Ad Haiti per evangelizzare l’inferno

La Missione Belem sull’isola caraibica raccontata da tre registi, Luca Bonaventura, Marta Carino e Fernando Muraca. Dalla loro passione per la regia, dal loro desiderio di raccontare i più dimenticati, dal loro viaggio in quei luoghi, nascerà un resoconto giorno per giorno su Istagram e poi un film documentario, “Perché ti ho visto”, che servirà a raccogliere fondi per la costruzione di un ospedale.

Con immenso affetto, evangelizziamo l’inferno: è il titolo di un libro che racconta la storia della Missione Belem, nata diciotto anni fa nella città di San Paolo. È il 2000, l’anno del Giubileo: padre Giampietro Carraro, missionario veneziano, e una consacrata brasiliana, Cacilda Da Silva Leste, attraversano il cosiddetto ponte dello “Chà”. Sono disorientati, non conoscono niente della vita della strada, non sanno come fare ad avvicinare i “meninos de rua”, i ragazzi che vivono sulla strada, temuti e rifuggiti dai più.

Scrive padre Giampietro: «Solo Dio sa quanto desideriamo entrare nel mondo di questi bambini. Nella nostra testa danzano i dogmi invisibili della società: “questi ragazzini sono dei buoni a nulla, sono pericolosi, sanno solo rubare, a loro piace intontirsi respirando i vapori della colla e del diluente”. Ma qualcosa doveva succedere quella notte».

All’improvviso, alcuni bambini arrivano dalla parte opposta della strada: sono malconci, chiassosi. All’inizio, non li notano. Finché uno di questi non si stacca dal gruppo e va loro incontro. Sono amichevoli e incuriositi dai crocifissi e dalle medagliette che i religiosi portano al collo. Ne conquistano la fiducia, e alla fine, i bambini li portano a visitare il loro nascondiglio dentro il ponte, passando attraverso una fessura di 40 centimetri in una delle pareti.

«Venti ragazzini, poco più che bambini, sono là, abbandonati; bambine semi-nude in braccio ai compagni della stessa età, drogati dalla colla e dal tinner, un diluente. Un fortissimo odore di marijuana. È una scena infernale. Tutto scuro, brutto, triste. Davvero, questa diventerà per noi la prima porta dell’inferno». Così, nasce in padre Giampietro e Calcida, la consapevolezza della loro chiamata: evangelizzare l’inferno.

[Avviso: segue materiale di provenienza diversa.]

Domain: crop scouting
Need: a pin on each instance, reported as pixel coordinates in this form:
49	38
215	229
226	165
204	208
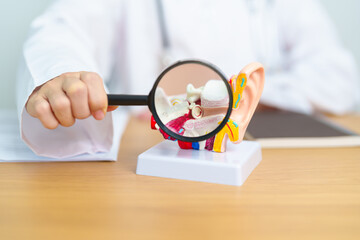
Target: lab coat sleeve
318	73
70	36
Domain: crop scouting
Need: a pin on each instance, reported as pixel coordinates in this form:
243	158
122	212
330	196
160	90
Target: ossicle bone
192	93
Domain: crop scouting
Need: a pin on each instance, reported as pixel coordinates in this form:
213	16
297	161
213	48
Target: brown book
284	129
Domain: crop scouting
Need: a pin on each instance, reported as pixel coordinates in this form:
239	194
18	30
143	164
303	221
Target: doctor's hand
70	96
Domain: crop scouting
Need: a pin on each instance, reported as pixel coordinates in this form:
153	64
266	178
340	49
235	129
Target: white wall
15	17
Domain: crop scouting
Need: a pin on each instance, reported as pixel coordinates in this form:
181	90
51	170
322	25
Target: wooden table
292	194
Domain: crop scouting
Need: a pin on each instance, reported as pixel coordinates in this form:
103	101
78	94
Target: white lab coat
306	67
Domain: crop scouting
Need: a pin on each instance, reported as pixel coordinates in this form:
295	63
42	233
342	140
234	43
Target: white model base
232	167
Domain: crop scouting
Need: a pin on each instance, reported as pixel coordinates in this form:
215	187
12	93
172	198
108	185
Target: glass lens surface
191	100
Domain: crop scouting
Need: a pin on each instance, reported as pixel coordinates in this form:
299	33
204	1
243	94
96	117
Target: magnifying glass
190	101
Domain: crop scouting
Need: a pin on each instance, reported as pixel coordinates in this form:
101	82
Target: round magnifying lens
191	100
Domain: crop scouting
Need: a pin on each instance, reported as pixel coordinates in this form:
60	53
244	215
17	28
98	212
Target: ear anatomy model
185	113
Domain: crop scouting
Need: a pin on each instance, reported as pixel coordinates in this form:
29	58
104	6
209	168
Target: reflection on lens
193	111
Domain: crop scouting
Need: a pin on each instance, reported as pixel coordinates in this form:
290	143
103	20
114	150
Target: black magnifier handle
127	100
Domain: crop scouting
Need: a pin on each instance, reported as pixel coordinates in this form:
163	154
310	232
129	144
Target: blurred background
15	17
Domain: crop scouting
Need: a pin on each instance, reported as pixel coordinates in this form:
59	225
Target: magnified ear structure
246	88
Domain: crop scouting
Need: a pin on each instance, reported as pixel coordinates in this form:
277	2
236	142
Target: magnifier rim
167	130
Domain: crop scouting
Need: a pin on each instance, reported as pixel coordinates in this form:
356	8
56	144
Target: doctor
78	49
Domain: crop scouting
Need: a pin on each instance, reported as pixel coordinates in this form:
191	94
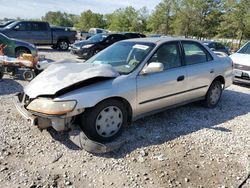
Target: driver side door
162	89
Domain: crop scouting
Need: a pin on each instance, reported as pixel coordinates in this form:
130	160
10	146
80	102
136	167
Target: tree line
196	18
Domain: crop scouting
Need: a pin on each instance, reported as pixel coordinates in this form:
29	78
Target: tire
54	47
105	121
213	95
1	73
20	51
63	45
28	75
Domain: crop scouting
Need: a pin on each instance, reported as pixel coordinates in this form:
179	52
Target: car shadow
9	86
171	124
63	137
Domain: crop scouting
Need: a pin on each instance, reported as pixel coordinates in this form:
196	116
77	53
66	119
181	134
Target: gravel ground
189	146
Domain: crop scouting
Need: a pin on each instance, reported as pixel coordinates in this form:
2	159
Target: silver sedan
128	80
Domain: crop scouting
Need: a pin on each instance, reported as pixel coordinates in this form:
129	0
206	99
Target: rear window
195	53
245	49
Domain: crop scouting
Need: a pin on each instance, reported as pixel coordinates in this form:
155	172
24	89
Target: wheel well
63	39
221	79
21	47
128	106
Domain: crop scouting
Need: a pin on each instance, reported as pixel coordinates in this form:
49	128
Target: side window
21	27
194	53
245	49
168	55
36	26
219	46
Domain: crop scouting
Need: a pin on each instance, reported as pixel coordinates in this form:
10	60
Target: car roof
160	40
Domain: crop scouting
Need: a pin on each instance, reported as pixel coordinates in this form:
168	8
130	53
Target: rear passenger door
166	88
200	68
40	33
21	31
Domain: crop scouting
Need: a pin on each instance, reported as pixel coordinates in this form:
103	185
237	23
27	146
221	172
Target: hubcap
63	45
215	94
109	121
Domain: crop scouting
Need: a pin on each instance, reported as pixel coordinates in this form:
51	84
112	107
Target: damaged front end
44	112
63	122
55	98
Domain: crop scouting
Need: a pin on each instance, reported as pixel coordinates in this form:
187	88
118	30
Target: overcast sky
38	8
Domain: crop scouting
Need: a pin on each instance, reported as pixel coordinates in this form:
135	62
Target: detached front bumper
43	121
25	113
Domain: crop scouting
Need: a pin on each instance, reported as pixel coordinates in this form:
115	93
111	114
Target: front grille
241	67
24	99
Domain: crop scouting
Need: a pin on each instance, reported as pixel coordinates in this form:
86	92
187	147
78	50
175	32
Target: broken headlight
50	107
87	46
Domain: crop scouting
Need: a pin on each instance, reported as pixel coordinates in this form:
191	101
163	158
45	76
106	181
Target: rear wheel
213	95
63	45
105	121
28	75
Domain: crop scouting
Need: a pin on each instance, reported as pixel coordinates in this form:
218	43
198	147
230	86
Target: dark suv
87	48
14	47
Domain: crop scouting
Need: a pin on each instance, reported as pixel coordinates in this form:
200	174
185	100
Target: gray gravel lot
189	146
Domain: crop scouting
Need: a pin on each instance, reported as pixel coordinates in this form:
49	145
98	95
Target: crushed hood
61	75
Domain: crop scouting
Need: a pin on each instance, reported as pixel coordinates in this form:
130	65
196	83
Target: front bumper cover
25	113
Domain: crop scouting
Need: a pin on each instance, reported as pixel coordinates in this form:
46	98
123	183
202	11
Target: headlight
50	107
32	45
87	46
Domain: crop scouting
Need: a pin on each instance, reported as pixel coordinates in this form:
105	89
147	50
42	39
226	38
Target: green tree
236	20
88	19
161	19
199	18
128	19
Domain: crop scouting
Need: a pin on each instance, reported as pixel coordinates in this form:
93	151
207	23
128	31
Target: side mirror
153	68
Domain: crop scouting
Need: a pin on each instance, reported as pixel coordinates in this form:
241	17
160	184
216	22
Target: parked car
4	24
14	47
87	48
128	80
132	35
154	35
216	46
40	33
241	61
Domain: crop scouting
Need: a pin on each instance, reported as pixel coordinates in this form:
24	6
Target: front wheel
21	51
105	121
28	75
63	45
213	95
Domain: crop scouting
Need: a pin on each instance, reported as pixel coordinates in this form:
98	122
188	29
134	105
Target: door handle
180	78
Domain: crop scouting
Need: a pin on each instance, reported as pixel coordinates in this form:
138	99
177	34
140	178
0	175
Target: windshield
123	56
245	49
2	36
10	25
97	38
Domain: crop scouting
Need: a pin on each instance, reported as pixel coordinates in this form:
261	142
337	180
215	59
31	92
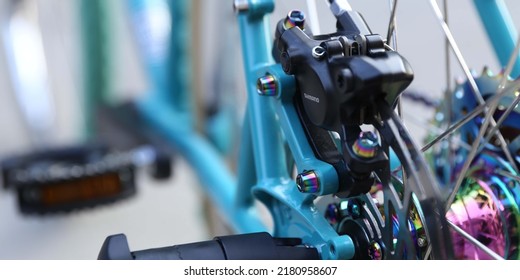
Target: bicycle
413	225
324	242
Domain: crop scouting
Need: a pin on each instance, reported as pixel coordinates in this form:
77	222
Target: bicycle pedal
64	180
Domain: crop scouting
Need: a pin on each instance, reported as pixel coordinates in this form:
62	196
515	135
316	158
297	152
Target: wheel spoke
475	112
418	182
471	80
502	119
391	35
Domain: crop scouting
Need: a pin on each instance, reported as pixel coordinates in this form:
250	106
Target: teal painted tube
216	179
269	152
500	29
97	64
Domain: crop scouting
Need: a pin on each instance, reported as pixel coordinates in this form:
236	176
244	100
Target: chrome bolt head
308	182
294	18
266	85
366	145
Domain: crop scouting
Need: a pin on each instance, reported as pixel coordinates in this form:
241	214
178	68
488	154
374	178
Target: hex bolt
308	182
374	251
240	6
266	85
295	18
332	214
366	145
353	208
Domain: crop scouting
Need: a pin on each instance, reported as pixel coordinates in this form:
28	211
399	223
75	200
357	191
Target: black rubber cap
115	247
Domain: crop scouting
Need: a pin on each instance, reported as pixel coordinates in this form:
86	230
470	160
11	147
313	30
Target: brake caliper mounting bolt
318	52
353	208
332	214
366	145
294	18
374	251
308	182
266	85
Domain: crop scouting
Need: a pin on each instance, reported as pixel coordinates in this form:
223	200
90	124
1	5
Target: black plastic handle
253	246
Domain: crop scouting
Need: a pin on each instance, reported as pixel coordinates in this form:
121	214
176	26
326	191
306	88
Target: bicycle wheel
473	153
477	202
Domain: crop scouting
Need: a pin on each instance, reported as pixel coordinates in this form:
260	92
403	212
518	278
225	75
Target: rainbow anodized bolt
366	145
266	85
308	182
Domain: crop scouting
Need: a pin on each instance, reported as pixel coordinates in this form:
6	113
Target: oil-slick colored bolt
308	182
332	214
266	85
374	251
294	18
366	145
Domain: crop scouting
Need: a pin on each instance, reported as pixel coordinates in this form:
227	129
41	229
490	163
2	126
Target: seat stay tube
500	29
268	148
294	213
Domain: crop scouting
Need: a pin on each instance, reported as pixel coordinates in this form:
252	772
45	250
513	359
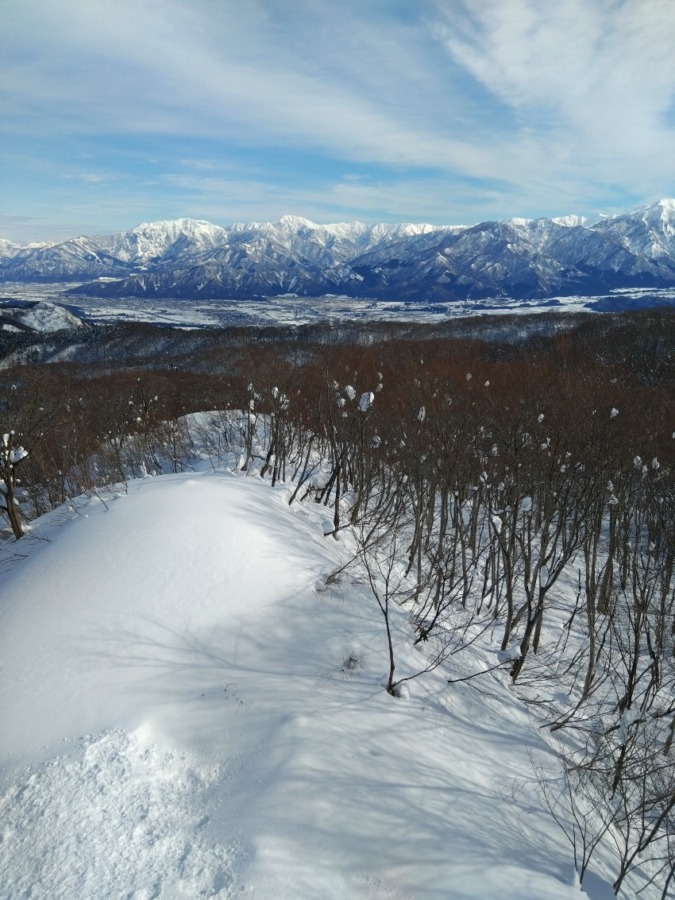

«A partire da quel momento, i sotterranei infernali della strada, dei marciapiedi e delle piazze, delle favelas… sono diventati la nostra casa e il “popolo della strada”, il popolo dei miserabili è diventato la nostra famiglia» raccontano.

Nel maggio del 2010, la Missione Belem giunge anche ad Haiti. Ricorda padre Giampietro: «Era previsto che, con i nostri missionari, arrivasse nelle coste della capitale di Haiti anche un terribile ciclone, e tutti sapevamo che il colera stava imperversando, mietendo decine di migliaia di morti. Nonostante tutte le difficoltà abbiamo scelto di partire e di dare la nostra vita a questo popolo martoriato dal terremoto e dalla miseria».

Qui, gli uomini e le donne della Missione Belem lavorano per salvare il popolo che abita una favela sorta sopra una discarica di spazzatura, dove i bambini muoiono a migliaia per le infezioni. Ci racconta il regista Fernando Muraca: «Dopo soli 5 anni, sono riusciti a costruire, strappando un pezzo di spazio all’oceano, con milioni di tonnellate di macerie del terremoto, le scuole di ogni ordine e grado. Ora, devono riuscire nell’impresa di prendere al mare ancora un pezzo per edificare un ospedale. Marta Carino, Luca Bonaventura ed io andiamo a fare per loro un documentario che possa aiutarli a mettere in piedi una raccolta fondi, perché ci vuole un milione di dollari per fare questo miracolo».

I tre registi, giorno per giorno, momento per momento, racconteranno anche la loro esperienza via Instagram, per diventare “virali” e far partecipare più persone possibili a questa storia di resurrezione. «Se vi state chiedendo perché lo facciamo – spiega Muraca –, è presto detto. Noi tre abbiamo età, provenienza ed esperienze diverse, ma quello che ci accomuna è la passione per la regia e il desiderio di raccontare i più dimenticati, quelli ai confini del mondo, che non vede e non sente nessuno. Noi vogliamo raccontare il loro grido di dolore che va oltre ogni barriera umana. Nessuno vuole vedere questo orrore. Noi sì, e lo metteremo in mostra nel film documentario: “Perché ti ho visto”».